Mills stated that shortly after the state audit of her office began several weeks ago, she was informed there was money unaccounted for. The amount being tossed around right now, although it hasn’t been confirmed as of yet, is over $20,000 and could possibly even reach $30,000.
The clerk has her own speculations as to why the alleged thefts took place, and says that her younger daughter Tammy may have been helping to embezzle the money to aid and enable her sister Tonya to support her overwhelming drug addiction problem that has been an ongoing battle for many years.
Tonya has been employed for 22 years with her mother, beginning in that capacity shortly after graduating from Sheldon Clark High School in 1983. Within the past ten year period, she developed a serious drug addiction and was also arrested on at least one occasion involving drugs that resulted in her losing her county position for an undisclosed amount of time, but was later rehired.
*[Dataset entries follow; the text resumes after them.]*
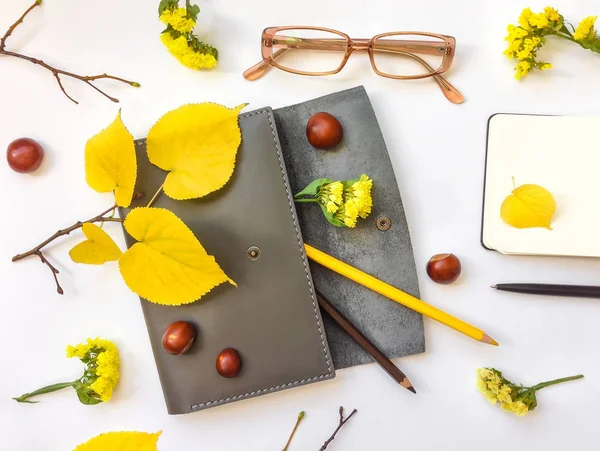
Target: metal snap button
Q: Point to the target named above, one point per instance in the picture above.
(253, 253)
(383, 223)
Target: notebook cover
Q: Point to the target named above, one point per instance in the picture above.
(387, 255)
(272, 319)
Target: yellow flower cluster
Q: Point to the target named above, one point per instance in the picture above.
(497, 389)
(178, 19)
(180, 49)
(357, 202)
(525, 40)
(585, 30)
(331, 195)
(102, 360)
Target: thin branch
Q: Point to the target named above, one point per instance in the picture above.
(87, 79)
(59, 289)
(17, 23)
(287, 445)
(342, 422)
Martin County Judge-Executive Kelly Callaham appeared at the press conference in support of his clerk, and said that he knew with everything in him that “Carol Sue would never do anything like this”.
Callaham remarked that he applauded Mills for her courage in preempting what he says will end in a criminal investigation.
“This is not just a hardship and a tribulation for her as our county clerk and her reputation in that capacity being questioned, but I can’t even imagine as a mother, what turmoil she’s feeling right now,” said the judge. “I hate this for her, and I want her to know that I’m here for her, as well as many others who know and understand the situation.”
“I’ve watched Carol Sue pull money out of her own pocket and give it to someone who didn’t have enough money to get their vehicle registered,” stated Susie Skiles, a deputy clerk who has served under Mills for many years.
“We just have to work hard and ban together, we’ll get through this,” stated Skiles. “We’ve faced adversity in the past, and we’ll survive this too.”
Although Mills expressed her heartfelt appreciation for those who voiced their support for her and stood by her side during this terrible time, she was quick to say this is not going to be easy for her to accept or overcome.
“I always said that if you can’t trust your own family, then who can you trust?” asked Mills.
Although the definite facts of exactly how the funds were removed from the office without being detected has not been confirmed or released by investigators, speculation is that it possibly occurred when the daily bank deposits were made, which was one of the duties shared by Mills’ daughters.
“We’re making changes to avoid any future problems, and I assure all Martin County residents that every step is being taken to resolve this situation,” said Mills. “I am just devastated and ask for your prayers.”